Abstract A058: Clinical and preclinical evidence indicate gender-based differences in the sensitivity of B-cell lymphoid tumors to BTK inhibitors
Eleonora Cannas, Flaminia Facella, Afua A. Mensah, Arianna Calcinotto, Fabio Conforti, Alberto J. Arribas, Daniele Laszlo, Francesco BertoniAbstract
Background:
Female or male sex is associated with differences in the incidence of lymphomas and chronic lymphocytic leukemia in the general population, and it can also influence treatment outcomes. This effect may be multifactorial, including changes in how drugs are cleared from the blood, as reported for rituximab, as well as cellular-level effects. In this study, we examined potential gender-based differences in response to Bruton tyrosine kinase inhibitors (BTKi) in both clinical and preclinical settings.
Methods:
We performed a meta-analysis of randomized clinical trials (RCTs) evaluating BTKi, stratifying outcomes by sex. B-cell lymphoma cell lines from male and female patients were examined for estrogen and androgen receptor expression at the RNA level, cultured in medium containing charcoal-stripped or normal serum, and treated with BTK inhibitors (ibrutinib or zanubrutinib), with or without β-estradiol. Cell viability and growth were assessed using MTT/Incucyte assays after both short- and long-term exposures.
Results:
Seven RCTs, comprising eight treatment-arm comparisons and a total of 3,574 patients (33% female), were included in the meta-analysis. A greater improvement in progression-free survival (PFS) hazard ratio (HR) favoring the BTKi arm was observed in females compared with males in seven of the eight comparisons analyzed. The pooled meta-analytic PFS-HR was 0.18 (95% CI, 0.14–0.22) in females and 0.26 (95% CI, 0.22–0.29) in males (p for heterogeneity = 0.01). In BTKi-sensitive cell lines (OCI-Ly10, REC1, SSK41, Jeko1, Karpas1718), culture in medium supplemented with charcoal-stripped serum (i.e., deprived of hormones)decreased BTKi sensitivity across all models, suggesting a possible hormone-dependent influence on drug response.
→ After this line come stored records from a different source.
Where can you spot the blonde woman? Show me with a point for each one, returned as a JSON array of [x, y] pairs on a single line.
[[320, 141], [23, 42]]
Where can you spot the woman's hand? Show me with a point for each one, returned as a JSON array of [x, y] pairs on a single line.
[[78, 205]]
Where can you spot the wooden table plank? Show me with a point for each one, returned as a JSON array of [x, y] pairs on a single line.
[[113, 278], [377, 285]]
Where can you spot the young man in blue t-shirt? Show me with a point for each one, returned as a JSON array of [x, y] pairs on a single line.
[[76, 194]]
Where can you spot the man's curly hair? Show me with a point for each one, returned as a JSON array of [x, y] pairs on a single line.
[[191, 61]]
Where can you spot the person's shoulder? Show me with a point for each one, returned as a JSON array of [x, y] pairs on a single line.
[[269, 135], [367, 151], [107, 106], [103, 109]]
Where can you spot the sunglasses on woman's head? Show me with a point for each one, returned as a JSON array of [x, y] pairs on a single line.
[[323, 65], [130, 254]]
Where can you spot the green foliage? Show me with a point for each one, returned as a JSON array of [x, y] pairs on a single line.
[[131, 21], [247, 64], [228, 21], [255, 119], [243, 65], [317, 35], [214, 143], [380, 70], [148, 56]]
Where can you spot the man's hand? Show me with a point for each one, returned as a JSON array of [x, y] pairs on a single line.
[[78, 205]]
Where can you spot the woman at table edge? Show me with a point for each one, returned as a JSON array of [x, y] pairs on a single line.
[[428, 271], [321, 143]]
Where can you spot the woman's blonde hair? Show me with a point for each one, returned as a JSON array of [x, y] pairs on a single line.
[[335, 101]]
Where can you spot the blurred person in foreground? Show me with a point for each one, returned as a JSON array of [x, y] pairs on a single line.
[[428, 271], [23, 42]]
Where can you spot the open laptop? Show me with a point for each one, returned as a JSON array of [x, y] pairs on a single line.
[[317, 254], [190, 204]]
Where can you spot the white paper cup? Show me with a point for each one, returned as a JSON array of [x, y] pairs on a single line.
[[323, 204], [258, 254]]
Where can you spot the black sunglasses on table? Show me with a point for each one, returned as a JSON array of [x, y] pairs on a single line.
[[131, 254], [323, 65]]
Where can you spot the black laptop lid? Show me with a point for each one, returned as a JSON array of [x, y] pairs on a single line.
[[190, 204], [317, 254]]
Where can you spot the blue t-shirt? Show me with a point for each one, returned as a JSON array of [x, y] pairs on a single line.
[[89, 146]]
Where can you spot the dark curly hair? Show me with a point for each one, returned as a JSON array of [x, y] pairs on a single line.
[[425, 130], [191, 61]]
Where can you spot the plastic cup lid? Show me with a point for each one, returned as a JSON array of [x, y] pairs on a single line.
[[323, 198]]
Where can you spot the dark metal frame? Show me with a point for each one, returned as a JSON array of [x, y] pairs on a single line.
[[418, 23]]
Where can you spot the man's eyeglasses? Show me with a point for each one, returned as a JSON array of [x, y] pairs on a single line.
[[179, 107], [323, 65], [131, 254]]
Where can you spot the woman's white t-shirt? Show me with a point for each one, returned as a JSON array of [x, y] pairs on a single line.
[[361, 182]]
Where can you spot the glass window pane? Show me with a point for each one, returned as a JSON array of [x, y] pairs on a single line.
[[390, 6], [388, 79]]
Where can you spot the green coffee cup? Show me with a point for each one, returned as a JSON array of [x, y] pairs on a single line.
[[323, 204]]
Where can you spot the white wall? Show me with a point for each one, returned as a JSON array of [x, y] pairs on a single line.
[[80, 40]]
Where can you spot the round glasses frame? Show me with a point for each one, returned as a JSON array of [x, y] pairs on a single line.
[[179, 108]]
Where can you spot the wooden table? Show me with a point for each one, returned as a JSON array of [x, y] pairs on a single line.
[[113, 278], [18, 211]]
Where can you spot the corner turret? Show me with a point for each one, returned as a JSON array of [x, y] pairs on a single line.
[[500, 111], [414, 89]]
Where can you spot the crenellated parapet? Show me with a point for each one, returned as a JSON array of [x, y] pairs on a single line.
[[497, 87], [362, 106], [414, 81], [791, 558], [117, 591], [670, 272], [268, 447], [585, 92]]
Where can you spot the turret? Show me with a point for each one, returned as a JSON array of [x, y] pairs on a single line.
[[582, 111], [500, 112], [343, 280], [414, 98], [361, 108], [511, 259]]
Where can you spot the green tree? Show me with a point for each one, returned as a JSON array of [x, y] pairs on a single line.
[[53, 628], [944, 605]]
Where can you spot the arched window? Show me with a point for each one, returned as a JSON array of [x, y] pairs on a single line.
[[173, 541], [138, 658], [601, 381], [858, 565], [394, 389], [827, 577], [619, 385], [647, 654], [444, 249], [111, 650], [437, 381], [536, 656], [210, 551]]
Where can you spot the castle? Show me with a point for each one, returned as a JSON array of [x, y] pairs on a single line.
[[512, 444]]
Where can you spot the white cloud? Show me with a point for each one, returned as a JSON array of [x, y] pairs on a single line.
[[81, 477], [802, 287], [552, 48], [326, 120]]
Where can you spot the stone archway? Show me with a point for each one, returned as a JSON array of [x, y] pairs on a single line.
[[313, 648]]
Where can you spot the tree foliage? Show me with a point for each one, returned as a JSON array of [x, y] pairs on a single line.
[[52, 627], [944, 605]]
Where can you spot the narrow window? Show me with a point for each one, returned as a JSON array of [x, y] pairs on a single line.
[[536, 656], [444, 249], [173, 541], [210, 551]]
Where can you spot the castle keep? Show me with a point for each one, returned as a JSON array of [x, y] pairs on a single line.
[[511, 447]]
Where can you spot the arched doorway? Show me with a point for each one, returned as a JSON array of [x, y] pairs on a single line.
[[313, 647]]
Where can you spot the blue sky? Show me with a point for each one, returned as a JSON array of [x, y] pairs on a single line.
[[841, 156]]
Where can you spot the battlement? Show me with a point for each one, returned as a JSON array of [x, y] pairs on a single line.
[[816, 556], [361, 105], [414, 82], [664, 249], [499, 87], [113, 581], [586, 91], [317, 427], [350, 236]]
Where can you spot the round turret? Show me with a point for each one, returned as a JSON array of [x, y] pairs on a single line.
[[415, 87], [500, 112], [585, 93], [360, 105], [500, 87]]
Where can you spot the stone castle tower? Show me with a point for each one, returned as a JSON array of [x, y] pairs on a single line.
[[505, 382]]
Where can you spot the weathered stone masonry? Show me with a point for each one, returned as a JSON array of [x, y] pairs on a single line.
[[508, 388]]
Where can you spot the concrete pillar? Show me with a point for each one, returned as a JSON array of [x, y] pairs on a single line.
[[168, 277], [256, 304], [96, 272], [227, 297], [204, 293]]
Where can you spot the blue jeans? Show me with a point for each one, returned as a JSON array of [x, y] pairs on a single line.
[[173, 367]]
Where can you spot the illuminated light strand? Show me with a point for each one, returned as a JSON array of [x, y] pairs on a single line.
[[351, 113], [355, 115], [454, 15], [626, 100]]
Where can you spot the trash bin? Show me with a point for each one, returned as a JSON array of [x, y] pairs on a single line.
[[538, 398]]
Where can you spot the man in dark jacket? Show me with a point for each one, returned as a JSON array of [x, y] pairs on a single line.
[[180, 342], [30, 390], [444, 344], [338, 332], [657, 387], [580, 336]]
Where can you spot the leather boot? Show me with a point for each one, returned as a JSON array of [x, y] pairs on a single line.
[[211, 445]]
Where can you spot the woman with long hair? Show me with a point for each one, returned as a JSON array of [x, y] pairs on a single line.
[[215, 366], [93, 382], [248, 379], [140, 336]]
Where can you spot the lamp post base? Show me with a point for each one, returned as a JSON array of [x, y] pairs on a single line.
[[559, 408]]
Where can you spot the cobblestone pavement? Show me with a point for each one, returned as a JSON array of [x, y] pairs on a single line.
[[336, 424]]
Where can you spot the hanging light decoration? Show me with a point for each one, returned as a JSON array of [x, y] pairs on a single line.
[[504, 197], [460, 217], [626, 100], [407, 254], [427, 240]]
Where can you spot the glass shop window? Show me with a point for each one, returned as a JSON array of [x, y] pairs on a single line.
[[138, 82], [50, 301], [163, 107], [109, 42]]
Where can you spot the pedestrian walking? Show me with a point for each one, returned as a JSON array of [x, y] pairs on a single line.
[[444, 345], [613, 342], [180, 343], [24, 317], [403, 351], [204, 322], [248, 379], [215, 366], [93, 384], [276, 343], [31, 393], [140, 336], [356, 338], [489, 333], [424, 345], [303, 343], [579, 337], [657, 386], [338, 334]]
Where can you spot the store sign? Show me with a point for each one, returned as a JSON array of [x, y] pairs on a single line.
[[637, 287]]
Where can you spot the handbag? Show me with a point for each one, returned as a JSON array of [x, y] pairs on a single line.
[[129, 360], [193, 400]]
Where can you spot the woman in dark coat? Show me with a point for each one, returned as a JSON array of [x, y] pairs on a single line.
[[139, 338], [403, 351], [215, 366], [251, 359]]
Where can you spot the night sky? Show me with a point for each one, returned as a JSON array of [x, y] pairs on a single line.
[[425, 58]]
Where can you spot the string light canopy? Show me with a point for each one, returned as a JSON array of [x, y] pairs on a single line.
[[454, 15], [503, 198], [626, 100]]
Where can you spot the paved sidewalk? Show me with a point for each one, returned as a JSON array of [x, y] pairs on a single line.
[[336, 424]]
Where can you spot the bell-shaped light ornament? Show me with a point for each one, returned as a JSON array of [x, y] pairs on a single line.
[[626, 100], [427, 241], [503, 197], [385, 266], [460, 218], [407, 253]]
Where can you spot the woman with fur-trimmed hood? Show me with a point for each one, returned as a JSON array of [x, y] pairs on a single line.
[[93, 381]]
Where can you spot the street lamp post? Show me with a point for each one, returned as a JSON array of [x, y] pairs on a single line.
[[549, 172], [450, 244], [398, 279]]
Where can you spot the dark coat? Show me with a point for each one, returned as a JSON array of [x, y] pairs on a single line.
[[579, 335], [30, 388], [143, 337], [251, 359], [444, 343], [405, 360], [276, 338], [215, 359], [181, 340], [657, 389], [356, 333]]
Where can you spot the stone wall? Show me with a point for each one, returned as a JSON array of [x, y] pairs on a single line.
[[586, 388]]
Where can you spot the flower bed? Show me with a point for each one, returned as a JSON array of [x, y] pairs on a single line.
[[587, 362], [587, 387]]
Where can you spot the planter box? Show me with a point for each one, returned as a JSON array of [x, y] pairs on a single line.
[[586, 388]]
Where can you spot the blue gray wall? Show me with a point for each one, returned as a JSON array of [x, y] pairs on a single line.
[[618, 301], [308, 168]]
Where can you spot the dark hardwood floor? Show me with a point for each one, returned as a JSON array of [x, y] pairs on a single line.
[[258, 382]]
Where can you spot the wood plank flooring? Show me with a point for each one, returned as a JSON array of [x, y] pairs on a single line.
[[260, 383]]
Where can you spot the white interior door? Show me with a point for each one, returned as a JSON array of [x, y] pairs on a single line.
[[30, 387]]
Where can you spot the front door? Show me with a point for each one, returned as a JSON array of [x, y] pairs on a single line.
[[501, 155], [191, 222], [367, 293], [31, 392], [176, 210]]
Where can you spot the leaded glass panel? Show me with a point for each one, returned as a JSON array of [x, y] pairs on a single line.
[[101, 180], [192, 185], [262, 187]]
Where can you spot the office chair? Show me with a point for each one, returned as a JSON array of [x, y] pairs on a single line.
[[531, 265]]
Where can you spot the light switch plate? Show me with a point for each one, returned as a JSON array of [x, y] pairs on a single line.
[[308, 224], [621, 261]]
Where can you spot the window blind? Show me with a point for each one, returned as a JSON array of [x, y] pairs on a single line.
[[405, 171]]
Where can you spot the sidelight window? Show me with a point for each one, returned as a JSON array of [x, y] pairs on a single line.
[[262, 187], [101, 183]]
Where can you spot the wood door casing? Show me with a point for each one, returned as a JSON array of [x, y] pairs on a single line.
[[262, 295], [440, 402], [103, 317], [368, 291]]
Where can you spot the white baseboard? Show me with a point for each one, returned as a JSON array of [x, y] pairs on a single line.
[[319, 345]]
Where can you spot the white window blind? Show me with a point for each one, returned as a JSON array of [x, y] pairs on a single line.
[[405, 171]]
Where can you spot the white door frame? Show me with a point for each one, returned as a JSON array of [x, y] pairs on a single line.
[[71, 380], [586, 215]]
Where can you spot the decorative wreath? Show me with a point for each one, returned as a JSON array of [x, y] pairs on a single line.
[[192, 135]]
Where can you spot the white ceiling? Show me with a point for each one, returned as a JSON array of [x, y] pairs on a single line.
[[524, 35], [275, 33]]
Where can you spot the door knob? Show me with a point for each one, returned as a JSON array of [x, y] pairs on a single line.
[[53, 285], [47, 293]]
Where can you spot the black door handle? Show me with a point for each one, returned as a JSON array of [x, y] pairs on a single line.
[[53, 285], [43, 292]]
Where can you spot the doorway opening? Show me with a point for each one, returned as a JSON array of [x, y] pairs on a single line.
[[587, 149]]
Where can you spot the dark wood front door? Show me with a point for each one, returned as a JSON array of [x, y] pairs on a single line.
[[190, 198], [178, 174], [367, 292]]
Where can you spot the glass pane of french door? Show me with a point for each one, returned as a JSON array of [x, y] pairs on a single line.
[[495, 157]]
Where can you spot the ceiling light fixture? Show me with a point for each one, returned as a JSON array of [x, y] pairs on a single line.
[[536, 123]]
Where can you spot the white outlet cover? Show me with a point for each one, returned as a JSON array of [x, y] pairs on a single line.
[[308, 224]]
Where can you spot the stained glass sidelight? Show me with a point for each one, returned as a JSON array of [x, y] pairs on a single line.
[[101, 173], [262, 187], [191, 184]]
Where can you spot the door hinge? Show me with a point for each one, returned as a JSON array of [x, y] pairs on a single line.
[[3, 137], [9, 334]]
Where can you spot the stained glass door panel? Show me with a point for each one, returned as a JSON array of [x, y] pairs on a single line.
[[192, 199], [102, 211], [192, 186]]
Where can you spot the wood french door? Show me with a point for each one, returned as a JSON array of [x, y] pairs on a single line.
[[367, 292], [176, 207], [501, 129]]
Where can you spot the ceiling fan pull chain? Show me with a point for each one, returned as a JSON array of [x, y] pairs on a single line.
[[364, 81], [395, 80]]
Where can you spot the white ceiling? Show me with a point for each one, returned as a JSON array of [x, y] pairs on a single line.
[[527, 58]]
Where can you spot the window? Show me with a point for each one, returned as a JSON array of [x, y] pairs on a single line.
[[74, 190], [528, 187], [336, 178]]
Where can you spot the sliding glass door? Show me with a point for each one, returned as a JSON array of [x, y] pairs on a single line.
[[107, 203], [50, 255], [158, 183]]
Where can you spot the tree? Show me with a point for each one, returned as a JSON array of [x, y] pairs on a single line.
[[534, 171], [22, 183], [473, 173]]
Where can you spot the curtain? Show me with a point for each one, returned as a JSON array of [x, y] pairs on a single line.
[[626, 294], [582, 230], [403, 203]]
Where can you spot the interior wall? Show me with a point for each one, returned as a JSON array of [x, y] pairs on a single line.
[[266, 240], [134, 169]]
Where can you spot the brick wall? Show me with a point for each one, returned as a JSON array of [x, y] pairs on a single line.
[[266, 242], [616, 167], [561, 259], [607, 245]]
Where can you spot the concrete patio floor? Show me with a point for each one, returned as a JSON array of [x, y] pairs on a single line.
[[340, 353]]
In B cell lymphoma cell lines, AR, encoding the androgen receptor, and ESR1, encoding the estrogen receptor α (ERα), were mostly and poorly expressed. Conversely, ESR2, encoding ERβ, was widely expressed, indicating a more likely role for estrogen than canonical androgen signaling in mediating possible hormone-dependent responses to BTKi. In agreement, the addition of β-estradiol had no effect on its own but restored and increased ibrutinib sensitivity in male-derived models (REC1, Karpas1718), while no effect was seen in female-derived cells (OCI-Ly10, SP49). These findings link estrogen signaling to BTKi efficacy and reflect the sex bias observed in clinical cases.
Conclusions:
We found a sex-based difference in the outcomes of patients with lymphoid neoplasms treated with BTK inhibitors, which may be partly caused by a direct effect of β-estradiol on lymphoma cells. Ongoing studies aim to better understand this effect observed in the clinical setting.
Citation Format:
Eleonora Cannas, Flaminia Facella, Afua A. Mensah, Arianna Calcinotto, Fabio Conforti, Alberto J. Arribas, Daniele Laszlo, Francesco Bertoni. Clinical and preclinical evidence indicate gender-based differences in the sensitivity of B-cell lymphoid tumors to BTK inhibitors [abstract]. In: Proceedings of the Fifth AACR International Meeting on Advances in Malignant Lymphoma: From Discovery to Clinical Impact; 2026 Jun 24-27; Philadelphia, PA. Philadelphia (PA): AACR; Blood Cancer Discov 2026;7(3_Suppl):Abstract nr A058.